Richard Thompson, Eliza Gilkyson
Buskirk-Chumley Theater, Bloomington
Friday, Feb. 23
Here’s my challenge to you. First, take the sheer arc of the career of Richard Thompson: His band, Fairport Convention, was created 40 years ago and he’s gone on to have a successful career with over 40 albums. Secondly, look at his triple threat talent: brilliant songwriter, powerful singer and virtuosic guitar player (“Rolling Stone” named Thompson as one of the Top 20 guitarists of all time). Got all that?
Show me a parallel in contemporary rock and roll music.
We played that game after Thompson’s performance last Friday night, discussing John Hiatt (30 years, not 40), Bruce Cockburn (now we’re getting somewhere) and others, before moving to another instrument (keyboards; thus Stevie Wonder, etc.) to begin finding a few analogs.
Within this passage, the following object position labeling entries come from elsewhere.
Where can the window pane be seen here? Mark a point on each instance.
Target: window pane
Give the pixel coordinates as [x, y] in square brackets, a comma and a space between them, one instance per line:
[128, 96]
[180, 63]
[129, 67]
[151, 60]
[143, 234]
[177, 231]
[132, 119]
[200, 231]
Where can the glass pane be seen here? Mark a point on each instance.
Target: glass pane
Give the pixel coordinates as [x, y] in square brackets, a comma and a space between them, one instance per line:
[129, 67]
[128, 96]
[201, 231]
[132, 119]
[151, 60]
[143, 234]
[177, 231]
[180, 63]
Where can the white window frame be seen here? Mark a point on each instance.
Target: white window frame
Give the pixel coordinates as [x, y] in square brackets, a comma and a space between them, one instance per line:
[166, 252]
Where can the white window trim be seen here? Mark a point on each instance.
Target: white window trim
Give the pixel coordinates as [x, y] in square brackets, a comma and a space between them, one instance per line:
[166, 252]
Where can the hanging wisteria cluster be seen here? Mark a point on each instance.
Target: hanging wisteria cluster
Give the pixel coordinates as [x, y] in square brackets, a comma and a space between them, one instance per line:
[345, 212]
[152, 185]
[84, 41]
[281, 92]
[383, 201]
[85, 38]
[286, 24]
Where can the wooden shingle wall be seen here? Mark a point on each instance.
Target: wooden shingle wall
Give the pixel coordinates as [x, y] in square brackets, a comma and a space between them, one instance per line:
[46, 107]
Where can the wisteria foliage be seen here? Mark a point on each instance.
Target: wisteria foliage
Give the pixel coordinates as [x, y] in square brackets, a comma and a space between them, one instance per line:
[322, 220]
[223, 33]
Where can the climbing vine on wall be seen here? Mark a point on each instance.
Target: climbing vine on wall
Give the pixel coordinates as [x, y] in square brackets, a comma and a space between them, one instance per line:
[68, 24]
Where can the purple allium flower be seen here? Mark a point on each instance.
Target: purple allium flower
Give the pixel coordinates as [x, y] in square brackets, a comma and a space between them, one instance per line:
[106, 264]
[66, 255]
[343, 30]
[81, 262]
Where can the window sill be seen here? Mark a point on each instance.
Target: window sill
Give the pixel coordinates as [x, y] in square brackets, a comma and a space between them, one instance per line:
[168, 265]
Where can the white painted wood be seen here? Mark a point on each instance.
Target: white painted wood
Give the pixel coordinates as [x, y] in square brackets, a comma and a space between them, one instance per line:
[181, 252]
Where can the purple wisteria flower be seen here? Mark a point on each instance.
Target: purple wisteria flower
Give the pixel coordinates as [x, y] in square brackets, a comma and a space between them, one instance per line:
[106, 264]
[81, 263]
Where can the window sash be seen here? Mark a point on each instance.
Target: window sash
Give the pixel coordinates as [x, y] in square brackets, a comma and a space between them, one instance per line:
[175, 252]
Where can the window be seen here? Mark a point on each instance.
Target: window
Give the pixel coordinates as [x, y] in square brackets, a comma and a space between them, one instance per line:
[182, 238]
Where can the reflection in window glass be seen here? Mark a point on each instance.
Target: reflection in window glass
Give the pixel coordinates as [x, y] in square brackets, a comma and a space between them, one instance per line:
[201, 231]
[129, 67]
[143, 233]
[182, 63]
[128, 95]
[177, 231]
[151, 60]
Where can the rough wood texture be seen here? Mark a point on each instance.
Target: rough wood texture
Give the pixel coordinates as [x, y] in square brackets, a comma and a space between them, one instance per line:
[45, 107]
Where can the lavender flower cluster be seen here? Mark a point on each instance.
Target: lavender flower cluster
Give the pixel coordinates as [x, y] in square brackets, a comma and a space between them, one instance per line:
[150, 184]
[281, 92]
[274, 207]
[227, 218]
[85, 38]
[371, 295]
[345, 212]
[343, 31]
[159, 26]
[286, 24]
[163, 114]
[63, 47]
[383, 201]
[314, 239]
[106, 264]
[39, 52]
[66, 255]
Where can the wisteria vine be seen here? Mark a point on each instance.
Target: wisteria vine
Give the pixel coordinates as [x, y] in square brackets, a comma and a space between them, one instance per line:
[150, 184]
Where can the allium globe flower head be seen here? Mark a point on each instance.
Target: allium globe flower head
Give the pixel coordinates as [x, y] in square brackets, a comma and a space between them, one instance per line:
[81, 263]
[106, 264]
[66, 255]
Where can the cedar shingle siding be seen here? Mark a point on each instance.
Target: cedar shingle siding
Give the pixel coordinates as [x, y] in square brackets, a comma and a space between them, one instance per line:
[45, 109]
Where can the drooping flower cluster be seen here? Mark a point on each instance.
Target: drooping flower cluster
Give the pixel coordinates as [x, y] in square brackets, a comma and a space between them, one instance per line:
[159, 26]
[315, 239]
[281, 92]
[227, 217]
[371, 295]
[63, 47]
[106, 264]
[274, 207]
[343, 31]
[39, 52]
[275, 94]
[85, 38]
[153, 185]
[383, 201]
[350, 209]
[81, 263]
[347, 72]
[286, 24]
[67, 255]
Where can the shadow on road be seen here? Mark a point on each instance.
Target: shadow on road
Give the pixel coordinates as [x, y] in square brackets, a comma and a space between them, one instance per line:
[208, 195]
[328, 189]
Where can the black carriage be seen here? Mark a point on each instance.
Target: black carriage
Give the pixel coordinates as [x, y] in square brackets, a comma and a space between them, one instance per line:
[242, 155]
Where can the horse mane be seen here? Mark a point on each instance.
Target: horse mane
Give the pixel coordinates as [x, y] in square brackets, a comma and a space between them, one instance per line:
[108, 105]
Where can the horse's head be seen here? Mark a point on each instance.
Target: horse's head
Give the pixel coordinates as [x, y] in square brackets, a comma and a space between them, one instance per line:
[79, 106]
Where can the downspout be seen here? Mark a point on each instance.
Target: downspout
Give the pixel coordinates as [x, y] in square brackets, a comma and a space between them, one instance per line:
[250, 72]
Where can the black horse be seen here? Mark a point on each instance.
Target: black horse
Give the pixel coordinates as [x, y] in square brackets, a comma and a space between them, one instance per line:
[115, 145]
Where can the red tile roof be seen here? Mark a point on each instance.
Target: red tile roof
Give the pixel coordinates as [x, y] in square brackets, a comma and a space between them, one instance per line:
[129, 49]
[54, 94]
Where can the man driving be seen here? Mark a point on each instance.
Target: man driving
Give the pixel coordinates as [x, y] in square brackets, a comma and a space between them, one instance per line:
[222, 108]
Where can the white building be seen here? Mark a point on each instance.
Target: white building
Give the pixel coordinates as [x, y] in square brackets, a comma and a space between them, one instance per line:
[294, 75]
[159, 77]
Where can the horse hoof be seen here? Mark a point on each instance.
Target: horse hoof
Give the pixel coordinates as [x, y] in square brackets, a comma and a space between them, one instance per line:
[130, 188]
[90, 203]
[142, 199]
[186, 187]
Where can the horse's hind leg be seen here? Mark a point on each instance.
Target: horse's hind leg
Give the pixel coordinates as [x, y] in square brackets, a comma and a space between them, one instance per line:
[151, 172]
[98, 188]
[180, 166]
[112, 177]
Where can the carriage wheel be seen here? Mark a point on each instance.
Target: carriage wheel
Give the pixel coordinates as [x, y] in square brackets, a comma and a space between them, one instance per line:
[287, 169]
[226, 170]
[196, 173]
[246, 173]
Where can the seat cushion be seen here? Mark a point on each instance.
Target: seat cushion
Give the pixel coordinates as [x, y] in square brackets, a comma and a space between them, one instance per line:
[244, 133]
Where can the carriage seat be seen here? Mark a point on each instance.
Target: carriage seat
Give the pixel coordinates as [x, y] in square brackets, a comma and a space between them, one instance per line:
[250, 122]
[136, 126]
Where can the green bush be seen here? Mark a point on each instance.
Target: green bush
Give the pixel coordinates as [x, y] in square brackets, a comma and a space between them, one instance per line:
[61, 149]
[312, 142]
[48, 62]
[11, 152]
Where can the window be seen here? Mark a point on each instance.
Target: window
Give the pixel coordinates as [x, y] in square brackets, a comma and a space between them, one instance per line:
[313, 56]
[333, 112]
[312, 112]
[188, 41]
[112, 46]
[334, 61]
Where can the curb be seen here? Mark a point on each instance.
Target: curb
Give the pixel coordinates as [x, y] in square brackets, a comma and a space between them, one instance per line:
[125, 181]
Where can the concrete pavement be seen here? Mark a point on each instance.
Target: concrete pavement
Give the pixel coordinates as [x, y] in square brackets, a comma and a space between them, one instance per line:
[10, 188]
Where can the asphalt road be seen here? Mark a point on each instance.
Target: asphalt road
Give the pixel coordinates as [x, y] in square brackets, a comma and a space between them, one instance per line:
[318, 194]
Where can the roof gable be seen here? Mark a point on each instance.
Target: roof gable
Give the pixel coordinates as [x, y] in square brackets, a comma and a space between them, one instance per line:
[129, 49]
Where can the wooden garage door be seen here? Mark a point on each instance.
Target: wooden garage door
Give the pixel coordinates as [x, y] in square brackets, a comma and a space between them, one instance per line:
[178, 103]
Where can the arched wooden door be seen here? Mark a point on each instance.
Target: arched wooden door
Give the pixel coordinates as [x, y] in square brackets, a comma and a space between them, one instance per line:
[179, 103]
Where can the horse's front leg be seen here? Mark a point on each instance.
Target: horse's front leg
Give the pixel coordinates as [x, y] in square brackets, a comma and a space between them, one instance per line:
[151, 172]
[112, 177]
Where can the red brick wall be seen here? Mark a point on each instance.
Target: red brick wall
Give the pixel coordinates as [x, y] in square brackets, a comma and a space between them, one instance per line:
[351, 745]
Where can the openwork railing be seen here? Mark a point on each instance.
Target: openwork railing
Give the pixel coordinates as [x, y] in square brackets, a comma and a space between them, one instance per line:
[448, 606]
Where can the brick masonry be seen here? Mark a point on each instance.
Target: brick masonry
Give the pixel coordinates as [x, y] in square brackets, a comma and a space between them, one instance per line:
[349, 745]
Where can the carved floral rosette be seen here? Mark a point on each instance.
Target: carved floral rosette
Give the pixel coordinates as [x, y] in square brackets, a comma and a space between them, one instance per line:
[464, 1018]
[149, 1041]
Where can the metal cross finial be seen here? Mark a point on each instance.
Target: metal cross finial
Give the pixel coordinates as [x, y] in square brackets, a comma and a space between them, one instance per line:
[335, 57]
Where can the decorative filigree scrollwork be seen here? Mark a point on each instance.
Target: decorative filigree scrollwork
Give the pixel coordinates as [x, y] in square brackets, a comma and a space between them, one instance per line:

On Feb. 23, Thompson played tunes across that four-decade span, interacting with the crowd throughout with his deadpan, self-deprecating humor. He’s been coming to Bloomington for a long time, and he told the crowd it was one of his favorite towns. What performer wouldn’t enjoy playing the acoustically sublime Buskirk-Chumley to the raucous — but never disrespectful — audience?
Park folk, part Celtic, part rock and roll, part, well, Zappa, Thompson was a powerful presence on stage, swinging effortlessly from silly show tune, to aching ballad, to rocking protest song. Veteran Thompson aficionados were overheard after the performance saying it was his best solo show they’d ever seen. It may true; Thompson gets better as he gets older, more cunning and more heartfelt.
He promised he’d be back in June — with his band.
Warm-up performer Eliza Gilkyson was a confluent counterpart. She too displayed a wide variety of styles and emotions, and, like Thompson, was a delight to listen to between songs. When she was done, we were thoroughly warmed to the intimacy of the setting, prepared for the phenomenon of Richard Thompson.